Q: How does your organization work towards respectful and effective health equity?
As a large philanthropy, we constantly examine our own practices and the power dynamics we hold in the spaces we do our grantmaking. Is our money really going towards giving everyone an opportunity to be healthy? Who are we leaving out? How can we reach them? We also use our place in the scientific community to form policy specifically with the medical community, which has a long history of inequities.
Q: What remains the largest barrier to adequate health care for underserved populations today?
Two things: First, the failure among policy makers to internalize the idea that maintaining healthy community conditions is the most viable and cost-effective form of health care. Second, the health care system is currently incentivized to profit off of treatment rather than increased health outcomes, so they really have no reason to make people well in the long term. We tend to view the health care industry as broken but ultimately altruistic and fixable, avoiding the reality that the system actually works perfectly for the people who designed it. We’re seeing right now, in real time with COVID-19, the fruit of 30-plus years of having a system that really only works for a few.

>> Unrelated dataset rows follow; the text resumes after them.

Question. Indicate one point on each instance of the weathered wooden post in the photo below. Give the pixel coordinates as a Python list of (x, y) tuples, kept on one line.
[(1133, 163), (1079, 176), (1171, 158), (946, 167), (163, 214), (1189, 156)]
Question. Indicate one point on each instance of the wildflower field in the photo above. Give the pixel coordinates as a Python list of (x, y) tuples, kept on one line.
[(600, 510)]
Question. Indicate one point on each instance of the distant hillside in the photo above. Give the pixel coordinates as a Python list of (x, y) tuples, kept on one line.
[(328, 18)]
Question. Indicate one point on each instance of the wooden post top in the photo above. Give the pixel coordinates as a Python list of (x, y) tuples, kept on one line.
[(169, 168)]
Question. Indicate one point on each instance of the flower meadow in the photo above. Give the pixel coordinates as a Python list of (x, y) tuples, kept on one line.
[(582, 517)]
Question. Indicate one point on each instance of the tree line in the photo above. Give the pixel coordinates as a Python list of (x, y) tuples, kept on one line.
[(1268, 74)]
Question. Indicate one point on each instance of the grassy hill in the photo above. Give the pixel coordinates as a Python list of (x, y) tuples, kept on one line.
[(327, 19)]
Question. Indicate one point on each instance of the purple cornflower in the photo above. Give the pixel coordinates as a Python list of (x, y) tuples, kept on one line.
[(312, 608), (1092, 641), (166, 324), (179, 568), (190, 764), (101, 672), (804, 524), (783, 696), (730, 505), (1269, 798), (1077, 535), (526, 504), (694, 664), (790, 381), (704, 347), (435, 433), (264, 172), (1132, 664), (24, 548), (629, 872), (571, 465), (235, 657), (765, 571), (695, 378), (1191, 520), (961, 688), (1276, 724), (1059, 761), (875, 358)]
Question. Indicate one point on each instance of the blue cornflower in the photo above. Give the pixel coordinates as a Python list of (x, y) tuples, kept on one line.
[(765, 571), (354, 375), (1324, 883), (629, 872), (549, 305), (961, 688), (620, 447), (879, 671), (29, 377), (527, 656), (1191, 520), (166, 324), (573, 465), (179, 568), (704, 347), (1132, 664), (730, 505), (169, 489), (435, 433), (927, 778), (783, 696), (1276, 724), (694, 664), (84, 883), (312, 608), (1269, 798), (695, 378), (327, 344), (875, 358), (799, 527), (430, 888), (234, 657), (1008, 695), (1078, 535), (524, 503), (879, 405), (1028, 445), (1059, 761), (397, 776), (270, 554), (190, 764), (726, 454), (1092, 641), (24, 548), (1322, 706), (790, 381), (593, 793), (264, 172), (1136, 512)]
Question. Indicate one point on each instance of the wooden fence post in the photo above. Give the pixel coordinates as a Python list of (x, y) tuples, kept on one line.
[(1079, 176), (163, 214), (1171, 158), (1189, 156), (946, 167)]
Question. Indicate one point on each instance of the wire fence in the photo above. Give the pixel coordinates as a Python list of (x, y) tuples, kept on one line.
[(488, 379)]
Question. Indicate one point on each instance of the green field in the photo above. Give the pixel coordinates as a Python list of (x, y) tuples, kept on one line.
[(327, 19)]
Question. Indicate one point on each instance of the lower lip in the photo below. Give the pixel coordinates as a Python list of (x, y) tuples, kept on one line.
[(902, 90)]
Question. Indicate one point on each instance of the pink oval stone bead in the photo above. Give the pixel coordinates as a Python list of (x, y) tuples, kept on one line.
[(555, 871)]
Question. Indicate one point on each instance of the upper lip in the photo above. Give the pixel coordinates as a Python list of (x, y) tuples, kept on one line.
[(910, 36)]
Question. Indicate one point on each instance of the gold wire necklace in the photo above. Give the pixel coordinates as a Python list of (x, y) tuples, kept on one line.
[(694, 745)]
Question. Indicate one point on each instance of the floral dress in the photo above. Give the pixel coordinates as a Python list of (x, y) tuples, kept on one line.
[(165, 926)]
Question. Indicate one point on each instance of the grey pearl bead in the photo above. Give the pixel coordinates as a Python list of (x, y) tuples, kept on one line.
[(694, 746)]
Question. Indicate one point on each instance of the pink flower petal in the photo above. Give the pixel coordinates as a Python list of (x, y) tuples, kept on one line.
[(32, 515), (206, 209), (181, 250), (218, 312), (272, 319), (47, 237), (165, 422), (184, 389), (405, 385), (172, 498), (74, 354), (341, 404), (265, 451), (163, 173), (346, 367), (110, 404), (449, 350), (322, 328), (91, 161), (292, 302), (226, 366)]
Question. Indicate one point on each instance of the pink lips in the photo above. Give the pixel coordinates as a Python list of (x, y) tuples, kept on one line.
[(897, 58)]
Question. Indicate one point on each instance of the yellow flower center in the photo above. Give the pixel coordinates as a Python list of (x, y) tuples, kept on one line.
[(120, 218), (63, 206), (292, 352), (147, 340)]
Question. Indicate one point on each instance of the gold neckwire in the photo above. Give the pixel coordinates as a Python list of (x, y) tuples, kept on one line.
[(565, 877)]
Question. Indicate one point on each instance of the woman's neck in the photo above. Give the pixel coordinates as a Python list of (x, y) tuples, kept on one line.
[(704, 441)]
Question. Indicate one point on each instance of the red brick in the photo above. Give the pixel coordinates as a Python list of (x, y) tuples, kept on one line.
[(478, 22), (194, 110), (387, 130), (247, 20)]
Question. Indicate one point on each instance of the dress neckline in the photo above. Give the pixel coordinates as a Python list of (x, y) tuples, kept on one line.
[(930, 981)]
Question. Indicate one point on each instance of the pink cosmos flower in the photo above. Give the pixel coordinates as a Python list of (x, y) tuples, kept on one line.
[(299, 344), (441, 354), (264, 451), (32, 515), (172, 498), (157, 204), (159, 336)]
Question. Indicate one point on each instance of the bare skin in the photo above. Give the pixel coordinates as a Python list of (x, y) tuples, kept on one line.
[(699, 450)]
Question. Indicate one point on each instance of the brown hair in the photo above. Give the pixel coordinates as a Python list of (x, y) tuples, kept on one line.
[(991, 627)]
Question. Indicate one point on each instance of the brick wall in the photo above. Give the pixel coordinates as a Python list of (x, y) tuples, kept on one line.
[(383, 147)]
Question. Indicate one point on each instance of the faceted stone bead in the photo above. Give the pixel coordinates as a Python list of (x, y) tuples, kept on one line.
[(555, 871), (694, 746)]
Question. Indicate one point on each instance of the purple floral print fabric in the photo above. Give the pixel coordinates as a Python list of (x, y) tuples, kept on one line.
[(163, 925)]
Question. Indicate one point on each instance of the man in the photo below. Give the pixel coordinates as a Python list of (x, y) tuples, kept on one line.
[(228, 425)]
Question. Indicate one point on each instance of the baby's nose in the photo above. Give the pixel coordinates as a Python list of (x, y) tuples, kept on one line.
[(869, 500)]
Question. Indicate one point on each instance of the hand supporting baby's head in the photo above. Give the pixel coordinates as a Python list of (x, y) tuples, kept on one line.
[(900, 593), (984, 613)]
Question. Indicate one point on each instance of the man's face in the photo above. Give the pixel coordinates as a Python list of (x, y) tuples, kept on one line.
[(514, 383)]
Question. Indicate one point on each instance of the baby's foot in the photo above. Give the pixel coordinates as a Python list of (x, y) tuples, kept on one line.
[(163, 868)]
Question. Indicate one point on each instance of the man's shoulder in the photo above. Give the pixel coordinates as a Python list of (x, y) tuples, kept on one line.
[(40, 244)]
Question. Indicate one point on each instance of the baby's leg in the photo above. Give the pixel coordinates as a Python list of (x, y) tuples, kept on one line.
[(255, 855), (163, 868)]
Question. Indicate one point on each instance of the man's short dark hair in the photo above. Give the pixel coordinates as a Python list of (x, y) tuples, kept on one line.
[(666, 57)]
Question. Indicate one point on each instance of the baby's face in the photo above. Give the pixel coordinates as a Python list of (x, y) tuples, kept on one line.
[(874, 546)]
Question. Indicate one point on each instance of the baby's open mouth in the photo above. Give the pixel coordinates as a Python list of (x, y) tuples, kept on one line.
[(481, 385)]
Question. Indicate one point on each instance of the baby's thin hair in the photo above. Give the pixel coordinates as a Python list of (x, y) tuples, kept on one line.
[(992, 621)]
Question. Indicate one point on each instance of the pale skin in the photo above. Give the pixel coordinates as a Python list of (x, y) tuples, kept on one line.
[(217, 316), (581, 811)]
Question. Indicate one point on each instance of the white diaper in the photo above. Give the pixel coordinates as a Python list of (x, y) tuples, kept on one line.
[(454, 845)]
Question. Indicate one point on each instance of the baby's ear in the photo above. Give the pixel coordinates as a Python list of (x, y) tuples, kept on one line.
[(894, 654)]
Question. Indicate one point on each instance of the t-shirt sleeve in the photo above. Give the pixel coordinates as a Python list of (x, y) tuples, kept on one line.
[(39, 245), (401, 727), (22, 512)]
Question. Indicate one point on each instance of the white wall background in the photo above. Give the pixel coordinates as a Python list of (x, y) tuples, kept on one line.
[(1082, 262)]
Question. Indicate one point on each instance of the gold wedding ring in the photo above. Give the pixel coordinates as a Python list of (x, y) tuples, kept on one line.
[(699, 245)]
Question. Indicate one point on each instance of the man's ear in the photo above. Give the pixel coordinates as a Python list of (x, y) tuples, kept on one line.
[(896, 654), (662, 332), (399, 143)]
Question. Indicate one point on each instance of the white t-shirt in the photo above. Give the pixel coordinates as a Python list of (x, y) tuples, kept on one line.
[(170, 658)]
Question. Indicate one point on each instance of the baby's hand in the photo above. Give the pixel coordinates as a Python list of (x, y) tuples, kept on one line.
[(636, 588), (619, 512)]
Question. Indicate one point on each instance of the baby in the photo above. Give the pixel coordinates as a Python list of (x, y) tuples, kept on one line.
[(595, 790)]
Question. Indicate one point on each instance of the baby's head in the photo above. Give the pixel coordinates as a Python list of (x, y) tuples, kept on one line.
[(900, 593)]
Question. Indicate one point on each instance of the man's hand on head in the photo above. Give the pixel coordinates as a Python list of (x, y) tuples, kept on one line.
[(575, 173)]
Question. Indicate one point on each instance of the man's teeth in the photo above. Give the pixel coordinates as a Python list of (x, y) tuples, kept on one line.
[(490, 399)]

Q: Did you ever struggle to marry your public health ambitions with positive and thoughtful community engagement?
Ten years ago I did, but the landscape has changed radically. There is a much clearer and more pervasive understanding among funders and nonprofits across the board that economic justice is health justice, and if you’re not doing something to fight oppression or change systems, you’re wasting your money. The nonprofit industrial complex is very real, and it’s easy to get caught doing work that just perpetuates the same sad conditions without careful planning and consideration. If you want to work through an equity lens – thoughtfully engaging the community as stakeholders and partners in whatever you do – there are more groups out there working that way than ever before.
Q: How did your undergraduate experiences at Washington and Lee create a foundation for your current field of work?
Particularly through my placements with the Shepherd Program and J-School, and my time leading a Volunteer Venture trip. The firsthand experiences facilitated by W&L in Lexington and the world showed me how our systems – public, private and otherwise – work great for a small group of folks in our country while leaving so many Americans to fend for themselves. Even the model of the Shepherd Program – imbuing an understanding of poverty into folks going into all different professions – has acutely impacted how I understand the massive and varied systems that need to change to make sure everyone has opportunity. We need everyone, regardless of profession, to be informed and on board.
Q: What advice could you offer to undergraduates who wish to enter the public health field?
Everything is public health, so don’t limit yourself! You can work through a public health lens – that is, considering how what you’re doing impacts population health outcomes – in any sector, from transportation to education to tech, and across the public and private sectors. You don’t need to be at a public health department or working in health care consulting to change systems in ways that improve health outcomes. In fact, we desperately need folks who understand public health working across every part of our economy to really make America as healthy a country as possible.